Lo bueno de todo ese alboroto es que incluso Li parecía haber olvidado que esa semana también debíamos juntarnos, por lo que ya era un glorioso jueves y no habíamos vuelto a cruzar palabras más que para el día de la revisión de la primera parte del trabajo de Literatura, en el cual por cierto obtuvimos la nota máxima. Todo indicaba que esa semana me vería libre de él y pasaría gloriosas dos semanas de vacaciones de navidad sin preocuparme por nada.

Que ingenua.

El día del festival llegó y con ello el ambiente festivo invadió el instituto, arreglos navideños por todos lados, amigos que se entregaban regalos adelantados por navidad, y por supuesto Tomoyo con su cámara grabándome a cada segundo.

- ¡Sakura te ves preciosa! Pareces realmente un hada del bosque con ese atuendo.

Sólo pude rodar los ojos, no sabía cómo había terminado en el puesto de galletas de navidad, vestida con uno de los trajes que Tomoyo había hecho especialmente para mi, un vestido verde muérdago, corto, con forma de campana desde la cintura hasta la mitad del muslo y ajustado arriba, decoraba todo el cintillo hecho con hojas de muérdago y flores blancas y unas medias verde oscuras, por suerte acompañaba ese corto vestido con unas botas o probablemente moriría de hipotermia, aún cuando todo se desarrollaba al interior del gimnasio.

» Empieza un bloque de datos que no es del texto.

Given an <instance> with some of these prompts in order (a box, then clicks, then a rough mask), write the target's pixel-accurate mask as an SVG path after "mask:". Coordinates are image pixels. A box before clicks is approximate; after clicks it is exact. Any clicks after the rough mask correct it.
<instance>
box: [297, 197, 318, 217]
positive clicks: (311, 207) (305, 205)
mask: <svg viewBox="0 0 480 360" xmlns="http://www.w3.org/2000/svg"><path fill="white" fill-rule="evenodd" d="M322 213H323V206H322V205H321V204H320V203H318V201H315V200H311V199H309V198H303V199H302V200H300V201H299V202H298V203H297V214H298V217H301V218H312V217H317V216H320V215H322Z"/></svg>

Tratando de huir de la insistente cámara que sostenía mi mejor amiga traté de escabullirme, para mi mala suerte chocando precisamente con Li, quien sujetó mis brazos de manera rápida evitando además que terminase en el piso por la fuerza del impacto.

- Lo siento, Li.- me disculpé mientras él me soltaba de su inesperado agarre.

- Vaya fuerza, Kinomoto, tal vez deberías probar en el equipo de rugby.

Enrojecí, de rabia y vergüenza. Que a una chica le digan eso no es nada alentador, déjenme decirles.

- Se me da mejor el atletismo- comenté entrecerrando los ojos.

- Lo se- replicó.

Traté de buscar un atisbo de ironía pero no lo encontré. Li era realmente un ser extraño.

- Bien, ¿irás a mi casa a trabajar? tenemos dos semanas de receso pero no creas que por eso debemos dejar el trabajo de lado, Kinomoto.

Arrugué el ceño y traté de no estampar el ceñudo rostro de Syaoran Li contra el piso. ¿Qué en serio pensaba arruinar mi receso navideño?

- ¿Pasarás las fiestas en Tomoeda?

Le vi alzar una ceja.

- ¿No irás a Hong Kong a pasarlo con tu fam…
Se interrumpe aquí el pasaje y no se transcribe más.